What's most striking about the exhibit is the way the pieces on display appropriate the sleek, new cosmopolitan ideas and stylistic cues from European and American art deco, yet remain so rooted in in traditional Japanese culture. While there are direct liftings of Western imagery—like the Songbook for "Mon Paris, Paris March" lithographic poster featuring three high kicking dancers with canes adorned in red, white, and blue suits and top hats—there are also many creations like the Nakamura Kenji's gold and silver sculpture Pair of ornaments of origami cranes, where the classic Japanese origami imagery gets cast in an art deco light with the garish metallic shimmer and sharp geometric lines. The blending also occurs simply in the Eastern canvases used to express the art deco movement, as a folding screen is decorated with a picture of a woman engaging in the newly imported Western winter sport of skiing (Enomoto Chikatoshi's Young Woman Adjusting Her Skis) and silk under-robes are adorned with imagery of movie posters or city skyscrapers.

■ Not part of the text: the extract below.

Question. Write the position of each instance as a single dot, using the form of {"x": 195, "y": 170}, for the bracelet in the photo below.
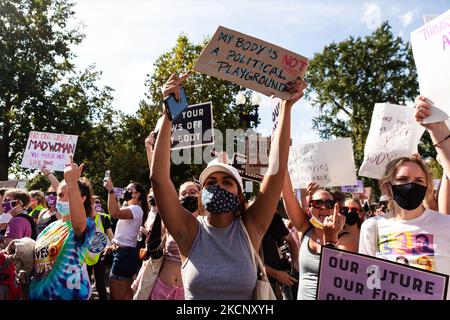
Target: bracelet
{"x": 331, "y": 244}
{"x": 435, "y": 145}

The breadth of work on display offers patrons a chance to dive deep into the 25 year period. With almost 200 works spanning a myriad of media—lithographic posters, metal sculptures, pottery, home decor, clothing, matchboxes, etc.—Asian Art Museum conveys that this moment in Japanese art history wasn't merely a blip on the radar, but a true movement that swept across the country in the early 20th century and shaped its modern sensibilities.